Two new tools that enable the public to report sick or dead wild animals could also lead to the detection and containment of wildlife disease outbreaks that may pose a health risk to people.

The Wildlife Health Event Reporter (WHER) is a new Web site at http://www.wher.org that enables anyone with an Internet connection to report sightings of sick or dead wildlife.

HealthMap.org, another Web site, has enhanced its mobile phone application “Outbreaks Near Me” to accept and relay wildlife health reports to the WHER site. The application continues to accept reports of human illness.

Researchers in the Nelson Institute for Environmental Studies at the University of Wisconsin–Madison and the U.S. Geological Survey (USGS) National Wildlife Health Center in Madison created the WHER so that people around the world can easily share information about possible health threats to wildlife and humans.

“Avian influenza, SARS, West Nile virus, and rabies are just a few of the rogue’s gallery of human diseases in which wildlife play a role. Seventy-five percent of recent emerging infectious diseases in humans began as animal infections, and most of these have involved wildlife,” explains USGS scientist Joshua Dein, one of WHER’s developers.

“If these tools had been available 10 years ago, we might have had an earlier identification of West Nile virus by people reporting that they were seeing dead crows in their backyards. We don’t know what the next emerging disease outbreak will be, but given recent history, it will likely be preceded by wildlife health events.”

Users of the Wildlife Health Event Reporter create accounts online to register sightings of sick or dead wildlife. Anyone can visit the site to see what others have reported and can subscribe to an RSS feed to receive new reports via e-mail.
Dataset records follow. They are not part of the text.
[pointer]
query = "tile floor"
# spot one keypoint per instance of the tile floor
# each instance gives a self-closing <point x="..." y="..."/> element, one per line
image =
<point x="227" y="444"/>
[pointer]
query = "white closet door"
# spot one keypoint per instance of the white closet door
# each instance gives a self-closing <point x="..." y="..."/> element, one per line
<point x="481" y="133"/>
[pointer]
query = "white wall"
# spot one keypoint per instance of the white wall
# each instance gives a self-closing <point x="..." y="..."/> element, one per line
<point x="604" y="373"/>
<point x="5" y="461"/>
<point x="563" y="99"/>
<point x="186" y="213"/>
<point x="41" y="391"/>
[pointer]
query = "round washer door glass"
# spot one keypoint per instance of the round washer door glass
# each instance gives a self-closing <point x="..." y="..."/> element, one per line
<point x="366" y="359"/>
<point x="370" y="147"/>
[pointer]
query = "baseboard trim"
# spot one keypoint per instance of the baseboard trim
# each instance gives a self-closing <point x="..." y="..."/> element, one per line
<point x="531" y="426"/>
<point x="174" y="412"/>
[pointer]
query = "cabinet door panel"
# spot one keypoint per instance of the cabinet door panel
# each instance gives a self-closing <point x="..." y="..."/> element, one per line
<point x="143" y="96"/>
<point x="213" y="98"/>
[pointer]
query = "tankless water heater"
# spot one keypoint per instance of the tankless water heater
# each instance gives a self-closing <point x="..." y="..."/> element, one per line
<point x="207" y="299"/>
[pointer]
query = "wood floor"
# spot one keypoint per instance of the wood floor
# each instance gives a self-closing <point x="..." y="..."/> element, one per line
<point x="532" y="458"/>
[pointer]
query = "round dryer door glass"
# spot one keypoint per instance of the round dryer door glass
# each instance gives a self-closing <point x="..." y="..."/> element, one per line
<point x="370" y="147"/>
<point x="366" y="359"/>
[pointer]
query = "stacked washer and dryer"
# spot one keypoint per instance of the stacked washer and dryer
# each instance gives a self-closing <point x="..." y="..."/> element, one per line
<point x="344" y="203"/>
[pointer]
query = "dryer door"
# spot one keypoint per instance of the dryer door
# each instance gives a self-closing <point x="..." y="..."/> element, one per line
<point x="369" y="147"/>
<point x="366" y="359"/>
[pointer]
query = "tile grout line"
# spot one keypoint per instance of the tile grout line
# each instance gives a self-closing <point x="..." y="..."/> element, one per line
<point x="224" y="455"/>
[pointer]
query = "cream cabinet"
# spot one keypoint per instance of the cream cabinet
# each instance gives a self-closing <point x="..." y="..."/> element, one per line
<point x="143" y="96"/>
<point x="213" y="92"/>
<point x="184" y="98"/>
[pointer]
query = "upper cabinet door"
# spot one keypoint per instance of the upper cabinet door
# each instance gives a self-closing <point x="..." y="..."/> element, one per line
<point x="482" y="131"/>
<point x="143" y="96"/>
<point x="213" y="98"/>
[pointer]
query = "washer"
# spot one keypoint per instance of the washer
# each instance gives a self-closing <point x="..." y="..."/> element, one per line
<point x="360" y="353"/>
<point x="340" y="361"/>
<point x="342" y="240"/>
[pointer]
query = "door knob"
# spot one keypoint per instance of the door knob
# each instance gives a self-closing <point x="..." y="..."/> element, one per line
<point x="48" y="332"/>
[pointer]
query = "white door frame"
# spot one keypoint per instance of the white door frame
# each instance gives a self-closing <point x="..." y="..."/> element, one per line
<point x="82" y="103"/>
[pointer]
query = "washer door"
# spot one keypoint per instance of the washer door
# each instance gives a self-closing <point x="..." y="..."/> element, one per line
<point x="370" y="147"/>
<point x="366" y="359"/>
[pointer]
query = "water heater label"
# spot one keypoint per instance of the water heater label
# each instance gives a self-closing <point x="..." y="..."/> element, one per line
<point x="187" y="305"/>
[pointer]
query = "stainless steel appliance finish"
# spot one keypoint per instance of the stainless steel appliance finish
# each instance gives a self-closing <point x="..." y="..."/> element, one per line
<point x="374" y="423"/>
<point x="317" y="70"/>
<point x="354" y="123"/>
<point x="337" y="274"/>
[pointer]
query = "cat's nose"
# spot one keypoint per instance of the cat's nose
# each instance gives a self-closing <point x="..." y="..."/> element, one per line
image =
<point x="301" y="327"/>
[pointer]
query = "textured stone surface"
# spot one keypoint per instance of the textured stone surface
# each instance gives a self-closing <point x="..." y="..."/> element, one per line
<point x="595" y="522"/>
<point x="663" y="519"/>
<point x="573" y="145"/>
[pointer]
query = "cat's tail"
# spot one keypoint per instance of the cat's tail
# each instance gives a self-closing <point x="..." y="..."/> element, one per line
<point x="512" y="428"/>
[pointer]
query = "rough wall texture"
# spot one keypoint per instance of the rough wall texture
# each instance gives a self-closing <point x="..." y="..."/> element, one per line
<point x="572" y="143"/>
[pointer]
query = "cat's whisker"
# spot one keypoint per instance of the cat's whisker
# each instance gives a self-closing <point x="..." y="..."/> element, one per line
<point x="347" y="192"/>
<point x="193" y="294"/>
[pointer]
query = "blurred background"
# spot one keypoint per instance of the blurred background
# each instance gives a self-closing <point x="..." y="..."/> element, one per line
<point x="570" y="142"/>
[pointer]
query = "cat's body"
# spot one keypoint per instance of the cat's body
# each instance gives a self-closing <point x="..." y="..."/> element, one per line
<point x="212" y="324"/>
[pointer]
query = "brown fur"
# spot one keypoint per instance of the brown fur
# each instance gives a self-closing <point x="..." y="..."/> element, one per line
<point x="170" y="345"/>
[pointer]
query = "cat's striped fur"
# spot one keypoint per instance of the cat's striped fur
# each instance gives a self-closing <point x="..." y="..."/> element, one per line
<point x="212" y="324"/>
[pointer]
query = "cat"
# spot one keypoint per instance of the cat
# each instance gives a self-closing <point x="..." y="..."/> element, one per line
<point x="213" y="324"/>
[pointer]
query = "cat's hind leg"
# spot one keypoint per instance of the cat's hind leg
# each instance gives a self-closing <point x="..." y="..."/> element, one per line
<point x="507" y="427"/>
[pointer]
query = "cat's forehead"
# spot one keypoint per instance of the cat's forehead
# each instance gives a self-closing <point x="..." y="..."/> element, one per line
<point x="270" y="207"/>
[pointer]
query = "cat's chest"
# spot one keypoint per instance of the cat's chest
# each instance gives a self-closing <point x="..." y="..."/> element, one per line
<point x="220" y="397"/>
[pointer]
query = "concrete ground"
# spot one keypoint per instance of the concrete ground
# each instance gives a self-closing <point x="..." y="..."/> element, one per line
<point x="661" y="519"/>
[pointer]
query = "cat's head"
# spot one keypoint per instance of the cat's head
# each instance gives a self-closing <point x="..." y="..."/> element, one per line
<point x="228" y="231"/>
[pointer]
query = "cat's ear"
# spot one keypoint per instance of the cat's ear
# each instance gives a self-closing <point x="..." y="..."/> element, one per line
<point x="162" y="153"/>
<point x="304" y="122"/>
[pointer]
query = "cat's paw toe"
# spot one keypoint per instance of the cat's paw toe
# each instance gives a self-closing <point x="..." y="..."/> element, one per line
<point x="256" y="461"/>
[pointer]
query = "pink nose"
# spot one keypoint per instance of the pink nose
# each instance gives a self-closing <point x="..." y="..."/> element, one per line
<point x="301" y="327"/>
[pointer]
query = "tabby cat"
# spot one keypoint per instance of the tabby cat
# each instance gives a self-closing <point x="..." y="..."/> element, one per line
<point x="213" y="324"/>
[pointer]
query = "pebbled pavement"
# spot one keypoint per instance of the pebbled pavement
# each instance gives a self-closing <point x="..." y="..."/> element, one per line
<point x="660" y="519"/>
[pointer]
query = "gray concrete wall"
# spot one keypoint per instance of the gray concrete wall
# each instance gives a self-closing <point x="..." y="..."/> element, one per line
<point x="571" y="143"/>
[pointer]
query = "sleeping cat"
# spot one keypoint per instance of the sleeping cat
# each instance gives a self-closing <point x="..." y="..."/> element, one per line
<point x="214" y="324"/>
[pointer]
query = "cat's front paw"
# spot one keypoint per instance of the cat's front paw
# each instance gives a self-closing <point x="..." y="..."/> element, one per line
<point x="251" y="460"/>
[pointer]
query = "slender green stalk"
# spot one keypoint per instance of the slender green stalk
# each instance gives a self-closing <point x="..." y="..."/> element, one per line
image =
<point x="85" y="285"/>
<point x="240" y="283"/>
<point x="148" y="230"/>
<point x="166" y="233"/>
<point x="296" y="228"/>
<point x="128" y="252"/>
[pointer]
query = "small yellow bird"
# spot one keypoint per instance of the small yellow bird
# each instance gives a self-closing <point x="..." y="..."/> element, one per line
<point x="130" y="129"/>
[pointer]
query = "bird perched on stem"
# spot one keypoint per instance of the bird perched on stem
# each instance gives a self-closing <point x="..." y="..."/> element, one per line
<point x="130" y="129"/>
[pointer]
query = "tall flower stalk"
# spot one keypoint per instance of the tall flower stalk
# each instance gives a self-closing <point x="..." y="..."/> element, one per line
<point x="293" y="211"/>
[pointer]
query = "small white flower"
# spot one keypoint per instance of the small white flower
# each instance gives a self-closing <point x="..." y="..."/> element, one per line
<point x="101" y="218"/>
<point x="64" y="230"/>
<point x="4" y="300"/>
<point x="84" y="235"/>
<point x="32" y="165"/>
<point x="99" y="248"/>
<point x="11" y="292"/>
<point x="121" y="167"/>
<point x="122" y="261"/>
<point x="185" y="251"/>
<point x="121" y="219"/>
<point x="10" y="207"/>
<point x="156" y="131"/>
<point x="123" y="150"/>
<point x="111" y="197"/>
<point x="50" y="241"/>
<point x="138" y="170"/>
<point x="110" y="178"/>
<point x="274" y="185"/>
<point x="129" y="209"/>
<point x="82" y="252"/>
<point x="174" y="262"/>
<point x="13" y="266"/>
Reports can be limited to specific states, and data can be readily exported or sent through special feeds to other Web sites.

Local wildlife officials who wish to be notified of observations also can subscribe and, when available, their contact information will be given to those who submit reports.

“Outbreaks Near Me,” created by Children’s Hospital Boston researchers Clark Freifeld and John Brownstein, is available at no cost and can be previewed at http://www.healthmap.org/outbreaksnearme.

“These tools are the first with the capacity to accept wildlife health reports from anywhere on earth and deliver wildlife disease information to the wildlife and medical communities,” says Lewis Gilbert, associate director of the Nelson Institute. “We hope that they will help the public act as an army of observers looking for signs of new or emerging diseases at both the national and international level.”

Dein notes that the WHER is experimental and will require high participation rates over a considerable period of time to provide useful data. He adds that despite the connections between human and animal diseases, people should not view wildlife as a threat to human health.

“A more accurate vision is that we all share risks from these disease threats,” he says. “These new tools can help researchers use wildlife as sentinels to alert us to diseases in the environment.”

Dein points out that toxic contamination of soil, air and water is often first recognized by reports of dead fish and wildlife and that animals also can serve as models of the progression of an emerging disease in people and how a new disease might spread in human populations.

Both the WHER and “Outbreaks Near Me” are designed to advance One Health, a worldwide initiative to expand interdisciplinary collaborations and communications in all aspects of health care for humans, animals, and the environment.

The new tools also are examples of “citizen science,” which capitalizes on the public’s ability to help record and map natural phenomena, providing timely information to researchers.